Crish and Omeprazole were about inherently present properties or characteristics for a “known” prior art product. But here, the TU injection composition recounted in the Articles cannot be said to be “known” in the same way; the Articles failed to disclose that the composition’s vehicle formulation included another, key ingredient, benzyl benzoate, let alone the ratio of benzyl benzoate to castor oil. And there was no evidence in the record that a skilled artisan could determine the nondisclosed vehicle formulation based on the reported pharmacokinetic performance profile, or that the non-disclosed vehicle formulation was necessarily a feature of the TU injection studied in the Articles. Under the circumstances of this case, the incomplete description of the TU injection composition elements denied skilled artisans from having access to that composition, thereby precluding use of the inherency doctrine to fill in disclosure about the product missing from the Articles.

The court found that although the vehicle formulation of 40% castor oil and 60% benzyl benzoate was actually used in the prior art, it was not inherent therein.

In view of this decision, patent practitioners should keep in mind that a prior art disclosure inherently discloses an element only if the element must necessarily be present in the prior art, as taught by the disclosure.  The actual presence of the element at issue in the prior art is not part of the analysis of whether or not the element is inherent in the disclosure of the prior art.  Accordingly, patent practitioners should not automatically treat elements of the prior art which were not explicitly disclosed as being inherently disclosed.  Rather, these elements must be carefully analyzed in view of the case law on inherency to determine whether or not they are inherently disclosed.

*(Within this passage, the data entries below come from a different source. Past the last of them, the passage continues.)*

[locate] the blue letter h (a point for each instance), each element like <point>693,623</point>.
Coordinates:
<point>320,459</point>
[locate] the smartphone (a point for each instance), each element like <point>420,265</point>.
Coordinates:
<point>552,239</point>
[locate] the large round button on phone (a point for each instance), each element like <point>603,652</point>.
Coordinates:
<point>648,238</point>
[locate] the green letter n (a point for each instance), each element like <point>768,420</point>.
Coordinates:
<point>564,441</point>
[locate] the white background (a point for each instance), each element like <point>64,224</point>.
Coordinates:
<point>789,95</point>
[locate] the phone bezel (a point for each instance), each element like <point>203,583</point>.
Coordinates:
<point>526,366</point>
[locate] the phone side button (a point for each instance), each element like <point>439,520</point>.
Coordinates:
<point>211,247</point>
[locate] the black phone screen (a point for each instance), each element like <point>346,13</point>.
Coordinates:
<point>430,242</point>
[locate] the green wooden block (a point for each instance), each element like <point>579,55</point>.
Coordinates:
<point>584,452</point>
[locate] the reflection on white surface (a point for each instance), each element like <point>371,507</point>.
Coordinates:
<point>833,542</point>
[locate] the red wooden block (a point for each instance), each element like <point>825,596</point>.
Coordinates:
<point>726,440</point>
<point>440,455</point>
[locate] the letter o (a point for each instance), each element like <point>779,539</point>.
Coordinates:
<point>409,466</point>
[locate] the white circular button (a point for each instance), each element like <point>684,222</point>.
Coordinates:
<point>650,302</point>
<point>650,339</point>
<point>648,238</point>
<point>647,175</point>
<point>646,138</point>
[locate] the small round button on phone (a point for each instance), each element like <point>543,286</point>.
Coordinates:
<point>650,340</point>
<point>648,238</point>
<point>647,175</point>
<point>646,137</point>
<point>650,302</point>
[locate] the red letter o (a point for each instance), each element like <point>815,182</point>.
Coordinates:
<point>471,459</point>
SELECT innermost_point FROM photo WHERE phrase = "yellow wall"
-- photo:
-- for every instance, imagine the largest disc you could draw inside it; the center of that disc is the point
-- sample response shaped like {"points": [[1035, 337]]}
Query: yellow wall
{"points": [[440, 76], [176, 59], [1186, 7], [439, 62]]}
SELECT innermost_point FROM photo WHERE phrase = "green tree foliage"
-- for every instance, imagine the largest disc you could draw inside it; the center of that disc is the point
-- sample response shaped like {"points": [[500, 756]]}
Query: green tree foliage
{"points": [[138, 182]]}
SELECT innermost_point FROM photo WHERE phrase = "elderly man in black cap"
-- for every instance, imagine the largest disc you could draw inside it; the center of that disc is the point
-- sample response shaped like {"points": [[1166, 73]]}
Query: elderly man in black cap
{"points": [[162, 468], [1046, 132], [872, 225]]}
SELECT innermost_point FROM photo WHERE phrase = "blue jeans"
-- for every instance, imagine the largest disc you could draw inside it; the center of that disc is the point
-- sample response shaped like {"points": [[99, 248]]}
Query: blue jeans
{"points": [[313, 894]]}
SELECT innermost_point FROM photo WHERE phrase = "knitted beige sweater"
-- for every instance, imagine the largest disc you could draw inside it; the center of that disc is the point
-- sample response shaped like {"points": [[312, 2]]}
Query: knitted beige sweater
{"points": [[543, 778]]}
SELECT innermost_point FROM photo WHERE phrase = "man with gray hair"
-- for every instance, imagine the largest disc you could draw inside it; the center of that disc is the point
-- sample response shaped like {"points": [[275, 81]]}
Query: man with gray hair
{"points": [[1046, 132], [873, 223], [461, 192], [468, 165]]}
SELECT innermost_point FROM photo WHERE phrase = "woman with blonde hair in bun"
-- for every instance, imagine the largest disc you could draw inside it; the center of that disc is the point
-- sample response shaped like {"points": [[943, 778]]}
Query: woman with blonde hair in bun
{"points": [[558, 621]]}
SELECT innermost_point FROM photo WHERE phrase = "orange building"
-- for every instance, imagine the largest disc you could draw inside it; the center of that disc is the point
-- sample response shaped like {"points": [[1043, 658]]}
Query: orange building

[1]  Par Pharmaceutical v. TWI Pharmaceuticals, Inc., 2014-1391 (Fed. Cir., December 3, 2014)

[2]  Endo Pharmaceuticals Solutions v. Custopharm Inc., 2017-1719 (Fed. Cir., July 13, 2018)

[3] H.M. Behre et al., Intramuscular injection of testosterone undecanoate for the treatment of male hypogonadism: phase I studies, 140 Eur. J. Endocrinol. 414 (1999). Behre compared the half-life of a single dose of 1000 mg TU in castor oil with a single dose of 1000 mg TU in tea seed oil.

[4] E. Nieschlag et al., Repeated intramuscular injections of testosterone undecanoate for substitution therapy in hypogonadal men, 51 Clin. Endocrinol. 757 (1999). Nieschlag studied the suitability of using four intramuscular injections of 1000 mg TU in castor oil at six week intervals.

[5] S. von Eckardstein & E. Nieschlag, Treatment of Male Hypogonadism with Testosterone Undecanoate Injected at Extended Intervals of 12 Weeks: A Phase II Study, 23(3) J. Androl. 419 (2002). von Eckardstein studied the efficacy and safety of prolonged TU treatment at extended injection intervals—starting at injections every six weeks followed by a gradual increase in the interval to every twelve weeks after the tenth injection— over a 3.2 year period

[6] F. Saad, et al., More than eight years’ hands-on experience with the novel long-acting parenteral testosterone undecanoate, 9(3) Asian J. Androl 291 (2007).

[7]  In re Omeprazole Patent Litigation, 2007-1414 (Fed. Cir., August 20, 2008).

[8] In re Crish, 2004-1075 (Fed. Cir., December 21, 2004).